Premier Autoharpist, singer and Colorado folk legend Roz Brown has built a mighty impressive career as a captivating entertainer. He is also a recording artist performing and recording classic and contemporary folk music on his own terms for over forty-five years.
Born in Madison Wisconsin Roz started his musical career in the 5th grade when he first started to learn and play Cornet in his grade school band. His dad bought him his own trumpet in 1952 and he played in concert bands all through his high school years. He continued playing the trumpet in U.S. Navy base bands wherever he was stationed.
After receiving an honorable discharge from the Navy Roz went to work in Research and Development laboratories at the University of Wisconsin and the University of Minnesota. He moved to Colorado in 1972. “The folk music of ’60’s had always stirred something deep in my soul says Roz. I started following the folk music scene in Denver and attended many concerts and festivals every week. I happened to catch a life-changing performance by Autoharp Master Bryan Bowers at the Oxford Hotel Cruise Room. I ended hanging out with Bryan and friends after his concert and playing music until the wee hours of the morning. Shortly afterward I bought my first two very used Autoharps from Bryan and taught myself to play them. I found out I could connect with a lot of the folk songs I loved on those two Autoharps.”
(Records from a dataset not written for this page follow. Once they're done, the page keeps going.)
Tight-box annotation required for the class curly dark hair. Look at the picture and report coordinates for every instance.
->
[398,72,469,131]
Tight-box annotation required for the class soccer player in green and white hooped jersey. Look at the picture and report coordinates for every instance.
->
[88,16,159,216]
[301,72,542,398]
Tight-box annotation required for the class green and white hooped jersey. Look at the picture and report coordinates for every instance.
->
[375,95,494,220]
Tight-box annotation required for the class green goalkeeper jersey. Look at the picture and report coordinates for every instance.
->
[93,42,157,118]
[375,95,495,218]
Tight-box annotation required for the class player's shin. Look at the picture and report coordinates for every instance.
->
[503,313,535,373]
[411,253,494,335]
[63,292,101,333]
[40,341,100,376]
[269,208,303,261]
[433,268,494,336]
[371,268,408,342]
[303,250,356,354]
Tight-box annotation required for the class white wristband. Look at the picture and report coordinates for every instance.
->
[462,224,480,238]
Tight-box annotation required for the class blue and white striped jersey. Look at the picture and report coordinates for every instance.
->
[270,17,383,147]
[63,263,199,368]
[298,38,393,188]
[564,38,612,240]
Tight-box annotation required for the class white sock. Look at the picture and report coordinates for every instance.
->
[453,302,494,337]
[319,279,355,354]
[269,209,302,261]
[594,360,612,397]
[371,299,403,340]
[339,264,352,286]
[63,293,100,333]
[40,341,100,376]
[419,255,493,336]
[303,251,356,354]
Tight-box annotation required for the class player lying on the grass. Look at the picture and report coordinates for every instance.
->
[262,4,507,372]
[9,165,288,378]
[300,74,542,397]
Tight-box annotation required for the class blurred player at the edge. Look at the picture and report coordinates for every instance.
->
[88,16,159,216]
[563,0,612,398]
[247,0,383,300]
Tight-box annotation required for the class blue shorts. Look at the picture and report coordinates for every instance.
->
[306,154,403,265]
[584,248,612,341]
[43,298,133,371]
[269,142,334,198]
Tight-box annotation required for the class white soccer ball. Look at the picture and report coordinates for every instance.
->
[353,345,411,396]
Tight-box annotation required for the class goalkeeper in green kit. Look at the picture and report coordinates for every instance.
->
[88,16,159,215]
Roz has recorded five CD’s of his favorite folk songs which are available on line and at his performances. His latest release is a CD produced by his son, Nashville keyboardist and producer Paul Brown titled; A Cowboy and his Sweetheart inspired by his sweetheart Barbara. A Cowboy and his Sweetheart is a stellar collection of romantic love songs, many of which were originally recorded by Country legend Don Williams.
He has been an active Colorado mountain rescue volunteer with the Alpine Rescue Team, since 1972, based in Evergreen Colorado.
“Not long after I bought those two Autoharps from Bryan, explains Roz, I ended up in the hospital with a total knee replacement. Seeing how boring and lonely a place like that could be I told myself that once I recovered I’d go back and entertain folks in hospitals and nursing homes. My goal was to take their mind off whatever pains, illness, or lonely times they may be going through.” Roz still performs a staggering 200+ dates a year and tirelessly gives back through his music by making retirement and nursing homes part of his regular touring schedule.
As significant part of Roz’s’ regular touring schedule is his weekly performances at Denver’s Historic Buckhorn Exchange Restaurant in Denver where where Roz has been entertaining in evenings for over 38 years.